The park is named for its benefactor, George Hancock, a California petroleum industry pioneer, who recognized the scientific importance of the fossils found in the asphaltic deposits. He inherited the 3,000 acre in 1883 that included the La Brea tar pits, and found animal bones when digging for oil at them.

Until 1875, bones found in the asphalt deposits were considered remains of domestic stock and native mammals of the region. In that year scientist William Denton published the first mention of the occurrence of extinct fauna at Rancho La Brea.

It was not until 1901 that the bones on the Hancock Ranch were thoroughly studied by William Warren Orcutt, a prominent Los Angeles geologist and petroleum pioneer. who examined bones he personally collected. Orcutt collected bones of saber-toothed cat, dire wolf, ground sloth and other fossils from the site, bringing the attention of the scientific community to the value of the La Brea Tarpits in understanding the late Pleistocene fauna and flora of North America. Orcutt eventually donated his fossil collection to John Campbell Merriam of the University of California.

The park is registered as California Historical Landmark #170. The La Brea Tar Pits are a designated U.S. National Natural Landmark.

===Renovation===
The park is to receive a renovation and makeover. A design was chosen in 2019 designed by Weiss/Manfredi. Renovation of existing Page Museum, new 40,000 square foot museum building including a new cafe and shop, renovating the existing entrances with canopies and welcome pavilions, reconfiguring on-site surface parking, and reconfiguring pedestrian paths for ADA compliance.

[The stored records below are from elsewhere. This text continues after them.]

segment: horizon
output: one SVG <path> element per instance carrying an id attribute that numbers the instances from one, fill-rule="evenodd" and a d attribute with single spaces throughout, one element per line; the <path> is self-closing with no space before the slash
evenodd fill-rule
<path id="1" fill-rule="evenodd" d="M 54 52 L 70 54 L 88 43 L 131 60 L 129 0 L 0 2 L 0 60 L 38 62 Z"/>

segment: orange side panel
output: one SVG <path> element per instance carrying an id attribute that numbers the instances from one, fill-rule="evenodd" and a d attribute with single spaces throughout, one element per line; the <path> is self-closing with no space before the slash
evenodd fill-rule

==California Historical Landmark Marker==
California Historical Landmark Marker NO. 170 at the site reads:
- NO. 170 HANCOCK PARK LA BREA - The bones of thousands of prehistoric animals that had been entrapped during the Ice Age in pools of tar that bubbled from beneath the ground were exhumed from this site. First historic reference to the pools, part of the 1840 Rancho La Brea land grant, was recorded by Gaspar de Portolá in 1769 - first scientific excavations were made by the University of California in 1906. The site was presented to the County of Los Angeles in 1916 by Captain G. Allan Hancock to be developed as a scientific monument.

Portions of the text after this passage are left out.